By Todd Wagenmaker –
When the Online Computer Library Center publishes its “Top 1,000” list of banned books, we at Providence note that several of our required texts are listed. The list of verboten books might surprise you: Huck Finn, Tom Sawyer, Gulliver’s Travels, Don Quixote, Canterbury Tales, and the Scarlet Letter all appear in the top ten.
Many of the banned books appear on the list because they are politically incorrect. Mark Twain’s books, for example, are usually banned because Twain uses the “N” word to describe slaves. Other titles on the list are banned because they contain racy content, like the Canterbury Tales and The Scarlet Letter. Why do we have students read these offensive books? And how do we apply God’s Word which says, “Whatever is true, whatever is noble, whatever is right, whatever is… lovely, think on such things” (Phil. 4:8).

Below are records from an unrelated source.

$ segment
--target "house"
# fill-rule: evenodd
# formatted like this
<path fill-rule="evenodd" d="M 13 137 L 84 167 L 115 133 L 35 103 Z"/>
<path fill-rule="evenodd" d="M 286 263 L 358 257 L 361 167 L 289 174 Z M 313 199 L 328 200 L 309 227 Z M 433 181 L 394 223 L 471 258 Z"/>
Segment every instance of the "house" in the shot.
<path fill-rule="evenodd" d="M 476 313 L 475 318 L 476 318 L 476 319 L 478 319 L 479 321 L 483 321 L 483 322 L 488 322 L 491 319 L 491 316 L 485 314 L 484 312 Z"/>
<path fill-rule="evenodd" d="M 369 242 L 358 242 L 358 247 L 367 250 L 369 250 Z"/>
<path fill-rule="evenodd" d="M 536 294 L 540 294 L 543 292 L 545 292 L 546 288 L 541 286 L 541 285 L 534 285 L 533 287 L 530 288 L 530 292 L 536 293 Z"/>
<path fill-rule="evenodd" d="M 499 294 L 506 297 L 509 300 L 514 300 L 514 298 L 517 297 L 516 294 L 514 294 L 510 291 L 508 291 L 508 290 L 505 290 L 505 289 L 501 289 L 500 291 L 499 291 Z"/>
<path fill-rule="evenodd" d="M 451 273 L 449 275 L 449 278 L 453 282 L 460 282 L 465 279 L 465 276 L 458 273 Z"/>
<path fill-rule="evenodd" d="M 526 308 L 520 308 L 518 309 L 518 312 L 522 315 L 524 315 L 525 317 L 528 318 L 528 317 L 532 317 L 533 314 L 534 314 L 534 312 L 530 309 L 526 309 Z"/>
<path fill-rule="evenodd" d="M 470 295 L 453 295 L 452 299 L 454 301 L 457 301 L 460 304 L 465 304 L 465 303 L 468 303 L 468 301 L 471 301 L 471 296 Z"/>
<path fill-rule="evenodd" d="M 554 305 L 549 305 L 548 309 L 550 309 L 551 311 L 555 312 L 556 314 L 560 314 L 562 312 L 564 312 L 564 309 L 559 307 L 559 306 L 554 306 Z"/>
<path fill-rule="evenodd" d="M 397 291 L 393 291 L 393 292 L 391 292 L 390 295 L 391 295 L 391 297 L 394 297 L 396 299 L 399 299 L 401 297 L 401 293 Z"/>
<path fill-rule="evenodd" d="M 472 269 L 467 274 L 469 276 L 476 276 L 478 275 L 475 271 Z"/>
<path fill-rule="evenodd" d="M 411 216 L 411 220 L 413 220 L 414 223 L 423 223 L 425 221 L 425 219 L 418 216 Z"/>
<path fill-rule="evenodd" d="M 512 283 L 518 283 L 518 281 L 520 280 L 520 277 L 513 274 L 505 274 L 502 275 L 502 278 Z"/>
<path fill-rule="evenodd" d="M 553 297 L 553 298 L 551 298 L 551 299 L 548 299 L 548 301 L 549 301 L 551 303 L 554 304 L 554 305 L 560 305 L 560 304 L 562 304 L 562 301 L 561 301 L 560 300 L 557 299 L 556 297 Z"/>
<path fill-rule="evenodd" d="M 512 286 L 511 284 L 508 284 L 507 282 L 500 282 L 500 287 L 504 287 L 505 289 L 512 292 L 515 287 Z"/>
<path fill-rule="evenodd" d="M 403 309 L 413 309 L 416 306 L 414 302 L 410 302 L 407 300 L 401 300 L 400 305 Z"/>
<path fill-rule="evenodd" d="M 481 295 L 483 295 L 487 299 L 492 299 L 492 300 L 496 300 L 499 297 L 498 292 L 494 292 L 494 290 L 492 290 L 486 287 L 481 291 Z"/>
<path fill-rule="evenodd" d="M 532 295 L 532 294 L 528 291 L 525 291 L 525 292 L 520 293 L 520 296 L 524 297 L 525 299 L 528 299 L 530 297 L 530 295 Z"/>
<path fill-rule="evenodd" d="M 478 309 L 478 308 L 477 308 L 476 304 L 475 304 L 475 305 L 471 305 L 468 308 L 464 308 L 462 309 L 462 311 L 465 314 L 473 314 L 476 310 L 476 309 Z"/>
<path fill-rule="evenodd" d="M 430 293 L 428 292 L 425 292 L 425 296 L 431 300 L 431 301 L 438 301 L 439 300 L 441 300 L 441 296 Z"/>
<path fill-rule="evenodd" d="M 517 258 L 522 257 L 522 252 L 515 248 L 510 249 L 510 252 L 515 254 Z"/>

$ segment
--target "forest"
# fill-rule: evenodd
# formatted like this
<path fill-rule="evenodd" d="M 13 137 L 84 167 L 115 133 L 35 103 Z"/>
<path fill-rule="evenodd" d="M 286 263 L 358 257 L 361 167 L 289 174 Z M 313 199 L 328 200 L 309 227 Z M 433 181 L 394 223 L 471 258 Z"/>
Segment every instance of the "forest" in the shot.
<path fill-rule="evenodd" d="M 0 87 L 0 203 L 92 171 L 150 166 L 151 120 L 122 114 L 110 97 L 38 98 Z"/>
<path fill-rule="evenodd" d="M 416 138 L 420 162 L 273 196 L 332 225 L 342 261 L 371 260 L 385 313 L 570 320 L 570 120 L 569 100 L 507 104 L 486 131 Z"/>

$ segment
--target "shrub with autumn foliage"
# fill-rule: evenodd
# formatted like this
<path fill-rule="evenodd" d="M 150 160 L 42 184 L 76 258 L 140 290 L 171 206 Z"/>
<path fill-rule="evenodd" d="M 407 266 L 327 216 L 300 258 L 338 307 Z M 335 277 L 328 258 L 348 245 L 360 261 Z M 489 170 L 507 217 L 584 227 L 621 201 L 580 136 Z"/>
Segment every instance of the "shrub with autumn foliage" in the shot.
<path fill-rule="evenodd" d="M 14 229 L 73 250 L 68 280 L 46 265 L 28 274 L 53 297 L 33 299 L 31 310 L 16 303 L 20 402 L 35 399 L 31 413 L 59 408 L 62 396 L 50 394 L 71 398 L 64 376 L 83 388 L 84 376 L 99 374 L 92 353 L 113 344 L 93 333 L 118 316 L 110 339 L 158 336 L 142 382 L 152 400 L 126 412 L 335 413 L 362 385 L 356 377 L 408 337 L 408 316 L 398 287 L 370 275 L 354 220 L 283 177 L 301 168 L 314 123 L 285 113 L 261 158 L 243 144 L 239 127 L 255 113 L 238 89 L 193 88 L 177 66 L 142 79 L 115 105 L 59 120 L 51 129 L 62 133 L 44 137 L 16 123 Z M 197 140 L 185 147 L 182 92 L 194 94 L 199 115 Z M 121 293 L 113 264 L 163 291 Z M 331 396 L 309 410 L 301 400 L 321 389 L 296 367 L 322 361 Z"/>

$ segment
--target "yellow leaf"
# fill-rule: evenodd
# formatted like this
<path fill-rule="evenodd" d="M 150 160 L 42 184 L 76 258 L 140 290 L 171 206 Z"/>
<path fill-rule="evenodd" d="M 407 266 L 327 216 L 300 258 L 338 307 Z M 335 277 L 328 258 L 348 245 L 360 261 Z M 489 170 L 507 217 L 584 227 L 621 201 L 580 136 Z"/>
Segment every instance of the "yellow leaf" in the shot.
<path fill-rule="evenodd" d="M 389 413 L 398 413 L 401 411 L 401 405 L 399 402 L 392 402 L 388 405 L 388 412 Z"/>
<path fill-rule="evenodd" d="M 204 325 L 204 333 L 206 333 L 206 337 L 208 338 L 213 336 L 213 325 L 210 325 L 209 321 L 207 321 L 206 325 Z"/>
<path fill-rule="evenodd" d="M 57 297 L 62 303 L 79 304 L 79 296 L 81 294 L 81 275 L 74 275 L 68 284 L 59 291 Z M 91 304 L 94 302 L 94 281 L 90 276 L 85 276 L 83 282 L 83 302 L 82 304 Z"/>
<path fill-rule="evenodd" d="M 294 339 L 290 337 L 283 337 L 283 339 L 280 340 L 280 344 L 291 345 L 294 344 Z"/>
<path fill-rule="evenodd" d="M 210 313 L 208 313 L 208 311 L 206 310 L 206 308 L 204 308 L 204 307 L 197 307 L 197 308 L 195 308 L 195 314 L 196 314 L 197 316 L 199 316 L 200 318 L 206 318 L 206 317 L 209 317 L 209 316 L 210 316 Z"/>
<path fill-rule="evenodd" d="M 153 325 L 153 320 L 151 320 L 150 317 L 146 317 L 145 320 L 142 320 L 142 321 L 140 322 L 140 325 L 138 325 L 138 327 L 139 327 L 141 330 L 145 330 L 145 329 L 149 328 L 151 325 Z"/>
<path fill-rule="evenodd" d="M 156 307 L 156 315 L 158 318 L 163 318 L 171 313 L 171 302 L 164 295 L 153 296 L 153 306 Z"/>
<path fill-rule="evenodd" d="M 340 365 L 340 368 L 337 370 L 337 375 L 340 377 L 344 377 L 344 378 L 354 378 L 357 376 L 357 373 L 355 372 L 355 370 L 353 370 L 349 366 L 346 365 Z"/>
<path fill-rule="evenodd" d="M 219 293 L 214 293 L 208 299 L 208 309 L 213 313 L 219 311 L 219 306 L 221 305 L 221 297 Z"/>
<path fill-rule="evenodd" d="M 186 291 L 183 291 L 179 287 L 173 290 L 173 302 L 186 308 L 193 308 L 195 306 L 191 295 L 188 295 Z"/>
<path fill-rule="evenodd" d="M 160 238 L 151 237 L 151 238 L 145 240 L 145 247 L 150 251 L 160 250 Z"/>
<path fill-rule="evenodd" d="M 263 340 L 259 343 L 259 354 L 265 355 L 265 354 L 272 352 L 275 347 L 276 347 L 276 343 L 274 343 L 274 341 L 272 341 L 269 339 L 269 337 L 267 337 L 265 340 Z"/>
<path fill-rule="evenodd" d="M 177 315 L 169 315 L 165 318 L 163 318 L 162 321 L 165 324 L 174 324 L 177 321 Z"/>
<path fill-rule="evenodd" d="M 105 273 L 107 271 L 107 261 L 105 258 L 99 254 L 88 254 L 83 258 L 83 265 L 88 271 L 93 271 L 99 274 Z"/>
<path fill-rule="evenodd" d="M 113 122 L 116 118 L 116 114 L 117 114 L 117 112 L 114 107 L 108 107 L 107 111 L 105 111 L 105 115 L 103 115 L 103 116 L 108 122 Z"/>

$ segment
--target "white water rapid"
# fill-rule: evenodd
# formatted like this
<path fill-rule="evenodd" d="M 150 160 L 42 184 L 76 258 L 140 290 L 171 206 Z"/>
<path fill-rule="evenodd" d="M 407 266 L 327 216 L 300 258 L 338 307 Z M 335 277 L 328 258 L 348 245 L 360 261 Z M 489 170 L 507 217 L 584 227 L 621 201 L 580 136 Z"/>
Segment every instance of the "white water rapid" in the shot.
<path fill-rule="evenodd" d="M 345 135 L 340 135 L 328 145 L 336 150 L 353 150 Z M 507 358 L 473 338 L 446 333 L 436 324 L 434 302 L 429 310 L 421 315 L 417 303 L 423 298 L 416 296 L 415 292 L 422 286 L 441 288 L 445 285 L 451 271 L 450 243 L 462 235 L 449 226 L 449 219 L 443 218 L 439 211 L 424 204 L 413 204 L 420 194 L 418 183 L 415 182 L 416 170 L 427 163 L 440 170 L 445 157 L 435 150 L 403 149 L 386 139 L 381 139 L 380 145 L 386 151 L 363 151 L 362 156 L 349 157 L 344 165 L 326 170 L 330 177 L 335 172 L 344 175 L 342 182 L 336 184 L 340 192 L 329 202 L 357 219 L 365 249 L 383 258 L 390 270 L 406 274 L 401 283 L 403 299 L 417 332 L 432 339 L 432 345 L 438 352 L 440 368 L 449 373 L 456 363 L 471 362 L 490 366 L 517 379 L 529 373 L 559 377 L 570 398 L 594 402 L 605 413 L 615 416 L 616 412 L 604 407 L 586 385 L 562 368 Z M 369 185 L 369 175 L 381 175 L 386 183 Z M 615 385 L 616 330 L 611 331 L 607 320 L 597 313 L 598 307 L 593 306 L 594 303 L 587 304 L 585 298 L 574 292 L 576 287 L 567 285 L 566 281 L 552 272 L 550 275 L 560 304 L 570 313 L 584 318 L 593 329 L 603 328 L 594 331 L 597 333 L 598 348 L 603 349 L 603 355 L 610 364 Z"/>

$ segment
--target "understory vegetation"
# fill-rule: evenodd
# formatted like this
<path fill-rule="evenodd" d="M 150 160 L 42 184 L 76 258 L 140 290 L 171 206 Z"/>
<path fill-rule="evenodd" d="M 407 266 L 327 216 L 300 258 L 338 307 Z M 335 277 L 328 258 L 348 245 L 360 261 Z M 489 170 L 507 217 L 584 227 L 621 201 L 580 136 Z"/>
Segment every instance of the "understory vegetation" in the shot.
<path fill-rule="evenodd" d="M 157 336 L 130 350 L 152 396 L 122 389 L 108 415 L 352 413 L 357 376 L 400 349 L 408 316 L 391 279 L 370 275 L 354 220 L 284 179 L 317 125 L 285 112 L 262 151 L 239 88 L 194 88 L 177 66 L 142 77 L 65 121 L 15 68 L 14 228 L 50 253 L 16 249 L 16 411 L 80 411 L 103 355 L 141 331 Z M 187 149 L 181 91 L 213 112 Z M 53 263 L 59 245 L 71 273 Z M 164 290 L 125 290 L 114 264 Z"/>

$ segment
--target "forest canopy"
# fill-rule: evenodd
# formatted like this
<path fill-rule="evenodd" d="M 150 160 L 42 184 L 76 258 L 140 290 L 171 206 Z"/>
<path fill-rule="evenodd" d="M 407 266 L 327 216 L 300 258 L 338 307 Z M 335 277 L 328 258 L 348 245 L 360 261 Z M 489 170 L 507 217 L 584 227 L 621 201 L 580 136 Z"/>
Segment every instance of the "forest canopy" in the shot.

As a Classical school, we read racy books by Chaucer and Homer because they contain keen insights into the human condition. They tell great stories of heroism and hope, cowardice and compromise. Through the classics, we teach students to recognize and to love the true, the good and the beautiful. Sometimes, students need to see that cowardice and compromise masquerade as wisdom. For example, by dissecting Twain’s charlatan character, “The Duke,” we help students discern the true from the tawdry. We can show students that not all people who claim to be preachers of righteousness are doing the Lord’s work.
Furthermore, as a Christian school, we can use the number one banned book, the Bible, as a measuring stick for all the other classics. We do not shrink back from reading Huck Finn merely because Twain calls slaves niggers. With Scripture as our guide, we can teach students that antebellum attitudes toward blacks disrespected people who were made in the image of God. Therefore, we teach that using the “N” word is wrong, not because of elitist public opinion, but because God says, “you shall not murder (or show contempt for your neighbor”).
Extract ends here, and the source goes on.